At the heart of symbolism

Trelleborg, the Viking fortress


The circular fortress

Map of DenmarkThe Viking fortresses were defensive places where Norse men could prepare their explorations, raids and commercial expeditions and withdraw to afterwards.

Situated near the west coast of the Danish island of Sealand (Sjælland), the Trelleborg fortress is a ring fortress among others in the country. Let us mention, for instance, Aggersborg by the Limfjord in the north of Jutland (Jylland), Fyrkat in Jutland as well and Nonnebakken in Funen (Fyn). All of them are located in river valleys and close to the coast. This proximity is obviously linked to a society focused on shipping.


Architecture of Viking's fortresses

The architecture of all fortresses followed a very similar symmetrical plan. They consisted of a circular rampart which was divided into four quarters by two perpendicular streets crossing at the centre and leading to four gates. In each quarter stood one or several blocks of four houses arranged in a square. Each house could easily accommodate 75 people, that is to say 1200 at least.

The four gates faced the four compass points. As Vikings used to navigate according to the run of the sun or stars, particularly the North Star, it was easy for them to find the geographical compass point directions. They had only to project the direction of either the midday sun or the North Star on the horizon.

The strong similarity between all the fortress plans lets us suspect the existence of common points beyond their defensive purpose alone. That can only be due to the strict layout and orientation of the fortresses.

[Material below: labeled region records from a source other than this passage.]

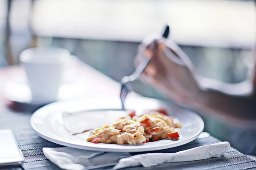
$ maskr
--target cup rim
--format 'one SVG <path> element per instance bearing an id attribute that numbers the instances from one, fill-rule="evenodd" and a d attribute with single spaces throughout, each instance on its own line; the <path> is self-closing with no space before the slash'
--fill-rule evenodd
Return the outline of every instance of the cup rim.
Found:
<path id="1" fill-rule="evenodd" d="M 61 57 L 62 58 L 64 57 L 66 58 L 69 56 L 71 55 L 70 52 L 67 50 L 66 49 L 59 48 L 59 47 L 35 47 L 35 48 L 32 48 L 26 49 L 23 51 L 20 54 L 20 60 L 23 63 L 28 63 L 28 64 L 36 64 L 36 65 L 56 65 L 56 64 L 63 64 L 65 62 L 65 60 L 61 60 L 58 62 L 49 62 L 47 63 L 40 63 L 40 62 L 37 62 L 35 63 L 29 61 L 29 60 L 27 60 L 29 58 L 36 57 L 32 57 L 30 56 L 31 54 L 31 53 L 33 52 L 36 52 L 37 51 L 44 51 L 44 50 L 48 50 L 48 51 L 50 50 L 52 50 L 52 51 L 53 52 L 55 52 L 56 54 L 58 52 L 59 52 L 58 54 L 57 54 L 57 56 L 55 56 L 54 57 Z"/>

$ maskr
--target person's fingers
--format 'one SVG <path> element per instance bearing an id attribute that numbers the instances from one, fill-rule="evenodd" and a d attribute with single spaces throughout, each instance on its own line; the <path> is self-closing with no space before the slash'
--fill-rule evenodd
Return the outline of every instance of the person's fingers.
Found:
<path id="1" fill-rule="evenodd" d="M 149 48 L 146 48 L 143 51 L 141 51 L 135 57 L 134 65 L 137 67 L 141 62 L 145 59 L 145 57 L 151 59 L 153 56 L 153 51 Z"/>
<path id="2" fill-rule="evenodd" d="M 140 78 L 146 84 L 156 87 L 159 84 L 158 81 L 153 77 L 149 76 L 145 73 L 141 74 L 140 76 Z"/>

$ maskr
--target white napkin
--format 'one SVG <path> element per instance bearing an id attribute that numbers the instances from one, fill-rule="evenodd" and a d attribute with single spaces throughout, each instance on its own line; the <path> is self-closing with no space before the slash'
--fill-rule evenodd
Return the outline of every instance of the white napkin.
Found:
<path id="1" fill-rule="evenodd" d="M 114 169 L 140 165 L 144 167 L 163 163 L 182 162 L 219 157 L 230 149 L 227 142 L 200 146 L 173 153 L 145 153 L 131 156 L 128 153 L 103 153 L 69 147 L 44 148 L 48 159 L 67 170 L 84 170 L 114 166 Z"/>

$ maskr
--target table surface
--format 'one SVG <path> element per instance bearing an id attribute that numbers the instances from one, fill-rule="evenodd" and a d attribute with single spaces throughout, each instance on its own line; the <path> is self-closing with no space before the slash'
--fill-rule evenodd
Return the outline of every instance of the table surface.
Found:
<path id="1" fill-rule="evenodd" d="M 84 80 L 80 82 L 81 85 L 84 85 L 84 88 L 87 89 L 83 92 L 82 95 L 88 97 L 99 94 L 105 96 L 118 96 L 120 88 L 117 82 L 87 65 L 81 65 L 79 69 L 77 69 L 78 68 L 76 67 L 76 71 L 79 72 L 79 77 Z M 70 68 L 68 70 L 71 70 Z M 20 67 L 6 67 L 0 69 L 0 100 L 1 100 L 0 102 L 0 129 L 9 129 L 14 132 L 25 160 L 21 166 L 7 167 L 3 169 L 60 169 L 46 159 L 42 149 L 45 147 L 60 147 L 61 146 L 47 141 L 36 134 L 30 125 L 31 112 L 14 111 L 7 106 L 10 103 L 4 99 L 3 96 L 5 85 L 10 81 L 25 79 L 24 77 L 24 71 Z M 137 94 L 133 94 L 131 96 L 133 97 L 136 96 Z M 180 147 L 158 152 L 176 152 L 218 142 L 220 142 L 218 139 L 212 136 L 205 136 Z M 219 158 L 189 162 L 164 163 L 147 168 L 138 167 L 126 169 L 151 170 L 157 168 L 161 169 L 256 169 L 256 162 L 232 148 Z"/>

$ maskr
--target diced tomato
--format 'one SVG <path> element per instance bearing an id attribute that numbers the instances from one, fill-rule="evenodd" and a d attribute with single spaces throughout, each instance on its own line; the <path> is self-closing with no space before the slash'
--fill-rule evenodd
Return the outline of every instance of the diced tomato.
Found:
<path id="1" fill-rule="evenodd" d="M 172 116 L 169 116 L 168 117 L 169 117 L 169 118 L 172 120 L 173 120 L 173 119 L 174 119 L 174 117 Z"/>
<path id="2" fill-rule="evenodd" d="M 145 141 L 146 141 L 146 142 L 150 142 L 149 141 L 149 138 L 146 138 Z"/>
<path id="3" fill-rule="evenodd" d="M 159 112 L 160 113 L 164 114 L 165 115 L 167 115 L 167 111 L 164 109 L 157 109 L 154 110 L 153 111 L 157 111 L 157 112 Z"/>
<path id="4" fill-rule="evenodd" d="M 156 136 L 153 136 L 152 138 L 152 141 L 154 142 L 154 141 L 157 141 L 159 140 L 159 138 Z"/>
<path id="5" fill-rule="evenodd" d="M 93 140 L 91 142 L 97 143 L 99 142 L 99 138 L 96 138 Z"/>
<path id="6" fill-rule="evenodd" d="M 149 118 L 147 117 L 147 118 L 146 118 L 146 119 L 144 119 L 143 121 L 142 121 L 141 122 L 140 122 L 140 123 L 141 123 L 142 124 L 143 124 L 143 125 L 145 125 L 146 126 L 151 127 L 151 124 L 149 122 L 150 120 L 149 119 Z"/>
<path id="7" fill-rule="evenodd" d="M 136 114 L 135 110 L 132 111 L 131 112 L 131 113 L 130 113 L 128 114 L 128 115 L 130 116 L 132 118 L 133 118 L 133 116 L 134 116 L 136 115 Z"/>
<path id="8" fill-rule="evenodd" d="M 149 132 L 150 133 L 152 133 L 154 132 L 156 132 L 159 131 L 160 129 L 160 127 L 155 128 L 153 128 L 153 129 L 150 129 L 149 131 L 148 132 Z"/>
<path id="9" fill-rule="evenodd" d="M 177 132 L 172 132 L 167 135 L 172 139 L 177 139 L 180 137 L 180 135 Z"/>

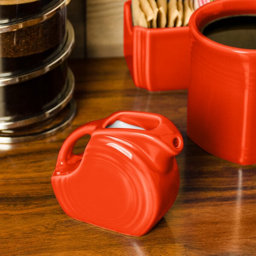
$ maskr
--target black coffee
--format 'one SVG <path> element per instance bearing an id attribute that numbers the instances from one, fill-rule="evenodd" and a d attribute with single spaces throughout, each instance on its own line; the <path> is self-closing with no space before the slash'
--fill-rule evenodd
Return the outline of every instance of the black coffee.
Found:
<path id="1" fill-rule="evenodd" d="M 256 14 L 234 15 L 216 20 L 204 26 L 201 32 L 222 44 L 256 49 Z"/>

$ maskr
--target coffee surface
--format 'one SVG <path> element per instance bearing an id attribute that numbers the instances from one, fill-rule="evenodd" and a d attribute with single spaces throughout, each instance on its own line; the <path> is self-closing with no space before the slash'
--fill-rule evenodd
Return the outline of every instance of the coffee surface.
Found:
<path id="1" fill-rule="evenodd" d="M 206 37 L 233 47 L 256 49 L 256 14 L 228 16 L 211 21 L 201 29 Z"/>

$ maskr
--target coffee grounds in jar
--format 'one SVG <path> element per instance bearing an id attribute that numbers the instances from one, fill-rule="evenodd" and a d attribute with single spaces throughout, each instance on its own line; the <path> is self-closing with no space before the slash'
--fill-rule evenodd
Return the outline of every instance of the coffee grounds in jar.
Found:
<path id="1" fill-rule="evenodd" d="M 41 23 L 0 33 L 0 57 L 28 56 L 59 44 L 66 32 L 66 7 L 64 7 Z"/>
<path id="2" fill-rule="evenodd" d="M 67 74 L 66 61 L 40 76 L 0 86 L 0 121 L 28 118 L 53 108 L 65 90 Z"/>
<path id="3" fill-rule="evenodd" d="M 59 0 L 0 0 L 0 23 L 18 20 L 45 11 Z"/>

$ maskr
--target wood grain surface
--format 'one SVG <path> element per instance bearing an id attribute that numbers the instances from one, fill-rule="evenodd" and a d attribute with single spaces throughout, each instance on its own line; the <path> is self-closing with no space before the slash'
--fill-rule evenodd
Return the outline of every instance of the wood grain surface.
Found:
<path id="1" fill-rule="evenodd" d="M 211 155 L 186 135 L 187 91 L 136 87 L 124 59 L 72 60 L 78 107 L 51 137 L 0 145 L 0 255 L 254 255 L 256 166 Z M 122 235 L 67 215 L 50 177 L 64 140 L 75 128 L 119 110 L 165 115 L 181 132 L 180 186 L 174 205 L 148 234 Z M 81 153 L 88 138 L 79 141 Z"/>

The construction of Trelleborg dates back to the period 980-1000 of our era. The fortress is situated on a peninsula that juts into a wetland area between two streams. The streams unite into a river which empties into the Great Belt strait (Store Bælt). The fortress was also connected to the Great Belt by a lake that has since disappeared.

Aerial view of Trelleborg

Trelleborg is unique with its outer extension which contained fifteen houses protected by another rampart shaped as an arc. They could have housed 1000 people.

As the largest fortress known in Denmark, Trelleborg brings some of the most significant aspects of the Norse tradition together.